Second, each bit of evidence gives you a likelihood multiplier of 2. E.g., a piece of evidence that says the likelihood is 4:1 that the bit is a 1 gives you 2 bits of evidence about the value of that bit. Independent evidence that says the likelihood is 2:1 gives you 1 bit of evidence.

But that means a one-bit evidence-giver is someone who is right 2/3 of the time. Why 2/3?

Finally, if you knew nothing about the bit, and had the probability distribution Q = (P(1)=.5, P(0)=.5), and a one-bit evidence giver gave you 1 bit saying it was a 1, you now have the distribution P = (2/3, 1/3). The KL divergence of Q from P (log base 2) is only 0.0817, so it looks like you've gained .08 bits of information from your 1 bit of evidence. ???

Comment author: Douglas_Knight 12 March 2015 01:04:21AM 1 point [-]

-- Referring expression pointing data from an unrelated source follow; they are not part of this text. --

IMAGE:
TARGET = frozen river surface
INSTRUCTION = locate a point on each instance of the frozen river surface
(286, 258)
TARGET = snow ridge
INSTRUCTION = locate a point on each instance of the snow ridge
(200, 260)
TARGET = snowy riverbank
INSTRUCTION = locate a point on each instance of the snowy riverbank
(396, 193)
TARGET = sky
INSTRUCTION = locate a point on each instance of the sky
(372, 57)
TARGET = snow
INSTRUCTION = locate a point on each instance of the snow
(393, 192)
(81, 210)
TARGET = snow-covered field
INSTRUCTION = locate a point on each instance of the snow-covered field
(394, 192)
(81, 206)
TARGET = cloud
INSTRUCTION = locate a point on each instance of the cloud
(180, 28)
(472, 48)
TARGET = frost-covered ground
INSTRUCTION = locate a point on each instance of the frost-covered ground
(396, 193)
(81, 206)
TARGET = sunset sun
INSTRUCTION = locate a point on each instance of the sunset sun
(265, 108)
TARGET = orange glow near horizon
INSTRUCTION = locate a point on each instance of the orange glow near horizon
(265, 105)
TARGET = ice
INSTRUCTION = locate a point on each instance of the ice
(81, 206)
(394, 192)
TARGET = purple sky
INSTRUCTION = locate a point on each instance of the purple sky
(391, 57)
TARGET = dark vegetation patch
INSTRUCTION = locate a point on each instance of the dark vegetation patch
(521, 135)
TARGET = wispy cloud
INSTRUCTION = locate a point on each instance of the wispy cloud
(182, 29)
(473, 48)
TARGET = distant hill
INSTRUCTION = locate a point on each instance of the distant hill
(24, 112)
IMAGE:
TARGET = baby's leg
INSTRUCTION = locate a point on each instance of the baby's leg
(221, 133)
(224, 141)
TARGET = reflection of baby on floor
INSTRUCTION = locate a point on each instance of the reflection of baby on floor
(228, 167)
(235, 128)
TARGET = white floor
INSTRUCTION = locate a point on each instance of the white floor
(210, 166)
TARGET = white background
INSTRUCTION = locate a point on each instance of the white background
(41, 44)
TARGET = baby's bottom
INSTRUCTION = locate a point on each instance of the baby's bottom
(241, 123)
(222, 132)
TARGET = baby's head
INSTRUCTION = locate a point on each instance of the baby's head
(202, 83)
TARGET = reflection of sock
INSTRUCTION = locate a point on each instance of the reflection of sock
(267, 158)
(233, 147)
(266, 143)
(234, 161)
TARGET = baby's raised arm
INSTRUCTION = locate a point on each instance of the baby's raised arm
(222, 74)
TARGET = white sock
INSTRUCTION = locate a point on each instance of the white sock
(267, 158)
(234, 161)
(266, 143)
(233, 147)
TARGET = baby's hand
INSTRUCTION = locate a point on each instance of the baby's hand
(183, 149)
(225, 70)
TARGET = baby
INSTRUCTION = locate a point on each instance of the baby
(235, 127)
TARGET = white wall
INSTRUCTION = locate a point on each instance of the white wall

Yes, there are incompatible uses of the phrase "bits of evidence." In fact, the likelihood version is not compatible with itself: bits of evidence for Heads is not the same as bits of evidence against Tails. But still it has its place. Odds ratios do have that formal property. You may be interested in this wikipedia article. In that version, a bit of information advantage that you have over the market is the ability to add log(2) to your expected log wealth, betting at the market prices. If you know with certainty the value of the next coin flip, then maybe you can leverage that into arbitrarily large returns, although I think the formalism breaks down at this point.